Update: Click here (PDF) for Untitled #61 (Harvest) program.
On September 13th, I joined a group of core contributors to the Denver Satellite Reef for their final crochet workshop at the museum. These avid and innovative crocheters have been meeting each week, throughout the summer, to create new coral pieces to add to the growing reef. They’ve come up with some amazing additions— from corals that glow-in-the-dark to ones made from winter gloves, recycled plastic bags, videotape, and even Christmas lights. Some corals are ten feet long and others are as small as quarters.
At Untitled #61 (Harvest) on September 27, you get the chance to take home one of these beauties. But how will you ever choose? I asked the group which piece they would keep.
Marie is famous for her colorful brain corals, and says she would take home the one that her granddaughter watched her make. “She watched me from the first loop to the finish,” Marie says.
Mary, who’s made over 400 corals for the reef in just a few short months, would keep the one she made from lace yarn because it represents a new technique for this experienced crocheter. Mary learned how to work with lace yarn at one of the weekly gatherings from a fellow contributor.
Cassie admits there are too many to pieces to choose from, but she’d take home one of her felted corals. “Felting is like magic,” she says, because the stitches shrink together to make a cloth-like material.
Cathryn, who has been attending workshops regularly since the very first one in March and who has trademarked “Giant Multi-use Ruffles," would take the first one she made home with her. As she says, “It was the beginning of the reef for me.”
Celebrate the creativity that abounds in the Denver Satellite Reef and take one of these special coral pieces home with you.
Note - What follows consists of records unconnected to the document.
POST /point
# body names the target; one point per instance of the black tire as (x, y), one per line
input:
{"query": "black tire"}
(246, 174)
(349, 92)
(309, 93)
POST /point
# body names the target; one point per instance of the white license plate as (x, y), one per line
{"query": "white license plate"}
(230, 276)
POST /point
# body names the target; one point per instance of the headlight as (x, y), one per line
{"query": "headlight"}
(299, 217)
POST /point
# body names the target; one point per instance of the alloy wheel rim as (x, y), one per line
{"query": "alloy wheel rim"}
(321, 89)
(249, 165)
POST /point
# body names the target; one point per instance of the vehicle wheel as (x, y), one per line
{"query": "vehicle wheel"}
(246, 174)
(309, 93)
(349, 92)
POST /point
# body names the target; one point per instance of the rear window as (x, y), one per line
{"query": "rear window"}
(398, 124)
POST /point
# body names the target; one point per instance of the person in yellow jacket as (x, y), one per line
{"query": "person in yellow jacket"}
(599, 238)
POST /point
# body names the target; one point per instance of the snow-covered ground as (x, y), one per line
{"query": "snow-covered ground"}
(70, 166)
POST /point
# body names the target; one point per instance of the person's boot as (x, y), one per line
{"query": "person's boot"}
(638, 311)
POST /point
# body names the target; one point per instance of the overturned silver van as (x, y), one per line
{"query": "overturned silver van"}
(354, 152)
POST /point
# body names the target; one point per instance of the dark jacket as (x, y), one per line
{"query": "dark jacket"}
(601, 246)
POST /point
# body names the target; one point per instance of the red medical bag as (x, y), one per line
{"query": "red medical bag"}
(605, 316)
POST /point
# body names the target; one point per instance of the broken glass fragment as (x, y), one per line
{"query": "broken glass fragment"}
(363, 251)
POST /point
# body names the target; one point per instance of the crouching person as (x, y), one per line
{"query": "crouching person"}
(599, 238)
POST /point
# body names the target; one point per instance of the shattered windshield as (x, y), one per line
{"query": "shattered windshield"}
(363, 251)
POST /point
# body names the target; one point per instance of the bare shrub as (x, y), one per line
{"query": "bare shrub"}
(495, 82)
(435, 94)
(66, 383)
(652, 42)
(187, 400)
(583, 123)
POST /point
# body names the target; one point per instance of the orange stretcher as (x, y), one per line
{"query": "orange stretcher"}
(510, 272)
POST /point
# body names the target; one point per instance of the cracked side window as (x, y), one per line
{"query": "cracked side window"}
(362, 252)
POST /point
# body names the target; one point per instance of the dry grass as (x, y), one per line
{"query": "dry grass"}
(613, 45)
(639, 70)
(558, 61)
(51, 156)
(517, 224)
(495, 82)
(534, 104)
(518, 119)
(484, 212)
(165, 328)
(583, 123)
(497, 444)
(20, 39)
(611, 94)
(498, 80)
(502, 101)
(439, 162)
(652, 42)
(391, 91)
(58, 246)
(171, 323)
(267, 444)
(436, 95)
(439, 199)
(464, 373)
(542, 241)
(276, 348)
At Untitled #61 (Harvest), you can also haul home live plants from this summer’s Dye Garden and crocheted flowers and critters from the Ladies Fancywork Society’s Garden of the DAM(ed). Fuel up for this museum-wide harvest with art-inspired dishes from the Big Kiwi Eats and El Toro the Tot food trucks. As you’re enjoying your locally crafted meal, discuss issues in the food industry with Warm Cookies of the Revolution. To carry your bounty, print a tote bag from fruit and veggie stamps. Learn more about your new dye plants with dye expert Donna Brown. Get the scoop on harvesting pigments from bugs from a DAM curator and Clyfford Still Museum conservator, and find out how other animal parts are harvested for artworks with Denver Museum of Nature and Science collections manager Jeff Stephenson.